Rick McGuire asks: I’ve noticed the Bills never seem to get close to blocking punts. The nearest guy seems to be a mile away. Is this the game plan to perhaps avoid a penalty or is the execution just not good enough? It's not like we have an outstanding return game to set up.

Jay: Without knowing the game plan, I’d say it’s most likely because the team is setting up a return. Of course, execution is a part of it, but how many other teams can say that? It’s not like there are blocked punts happening in every game. The last time the Bills did it, coincidentally, was almost exactly a year ago, when Jerry Hughes blocked one on Monday Night Football against the Seahawks, Nov. 7, 2016.

Matt Williams asks: Was Kelvin Benjamin a gift to Tyrod, who tends to avoid throwing in to tight coverage, or to a QB set to arrive next year?

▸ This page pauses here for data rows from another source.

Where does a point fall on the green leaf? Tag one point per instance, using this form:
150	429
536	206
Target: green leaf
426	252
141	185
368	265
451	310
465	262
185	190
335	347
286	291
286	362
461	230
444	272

Jay: For the reasons listed above, I'd say Taylor. After acquiring Benjamin, Bills GM Brandon Beane indicated this wasn’t a trade made solely for this year. Benjamin is signed through the 2018 season, as is Taylor. There is no guarantee either of them will be with the team past that point.

Jim Banko asks: What is the likelihood of the Bills releasing Andre Holmes because of the draft pick implications? Are you getting a golf game for Christmas?

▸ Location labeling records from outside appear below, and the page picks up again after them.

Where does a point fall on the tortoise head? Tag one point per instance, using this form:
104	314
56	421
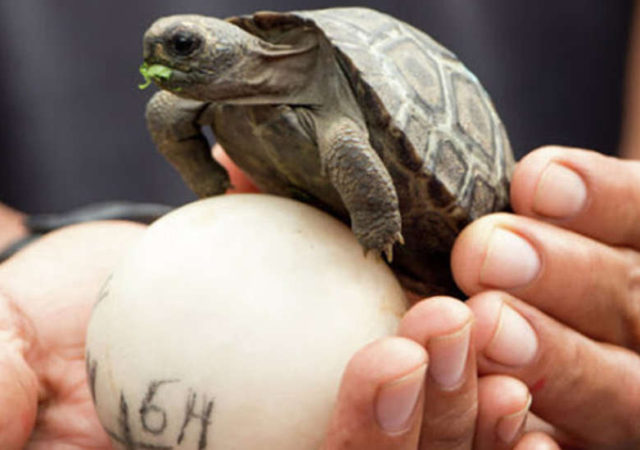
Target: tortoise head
196	56
209	59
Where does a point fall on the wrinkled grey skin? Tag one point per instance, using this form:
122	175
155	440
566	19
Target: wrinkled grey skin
293	108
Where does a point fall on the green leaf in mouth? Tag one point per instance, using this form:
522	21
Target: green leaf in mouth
154	72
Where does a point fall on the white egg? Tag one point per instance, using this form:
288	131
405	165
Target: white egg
229	324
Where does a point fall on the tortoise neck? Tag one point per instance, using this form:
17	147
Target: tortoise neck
276	74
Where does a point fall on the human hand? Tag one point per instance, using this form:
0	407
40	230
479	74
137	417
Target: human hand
421	390
567	322
46	294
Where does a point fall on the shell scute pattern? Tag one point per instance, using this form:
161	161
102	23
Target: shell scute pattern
428	118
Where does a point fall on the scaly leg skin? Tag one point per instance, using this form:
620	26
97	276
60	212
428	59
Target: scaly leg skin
364	184
172	122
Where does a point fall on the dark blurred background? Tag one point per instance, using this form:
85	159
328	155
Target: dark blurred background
72	129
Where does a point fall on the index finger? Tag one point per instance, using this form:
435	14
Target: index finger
240	183
584	191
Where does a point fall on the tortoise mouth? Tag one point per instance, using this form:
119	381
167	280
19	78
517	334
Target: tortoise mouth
165	75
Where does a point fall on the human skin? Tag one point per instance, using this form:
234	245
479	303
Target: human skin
46	294
555	290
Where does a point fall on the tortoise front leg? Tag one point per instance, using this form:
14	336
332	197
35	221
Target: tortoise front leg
363	182
174	128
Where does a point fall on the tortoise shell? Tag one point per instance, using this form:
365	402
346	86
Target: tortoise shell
429	119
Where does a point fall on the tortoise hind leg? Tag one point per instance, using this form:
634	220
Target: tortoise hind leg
174	128
363	182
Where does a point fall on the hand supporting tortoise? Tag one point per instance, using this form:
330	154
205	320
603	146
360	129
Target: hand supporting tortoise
566	318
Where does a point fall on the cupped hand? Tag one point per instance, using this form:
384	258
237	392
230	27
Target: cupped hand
420	390
556	292
46	295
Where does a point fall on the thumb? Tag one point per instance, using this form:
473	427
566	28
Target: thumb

Jay: The chances fall somewhere between very slim and none. That's because the Bills wouldn't have to release just Holmes. Nick Veronica laid out the entire scenario here, but it boils down to this: They would have to release four players among a group that includes safeties Micah Hyde and Jordan Poyer, kicker Stephen Hauschka, fullback Patrick DiMarco, guard Vlad Ducasse, defensive end Ryan Davis, cornerback Leonard Johnson and Holmes. That's not happening for a team that is currently in a playoff spot.

As for the second part of the question, that's just ugly. It's the holiday season. Thanks for all the questions this week!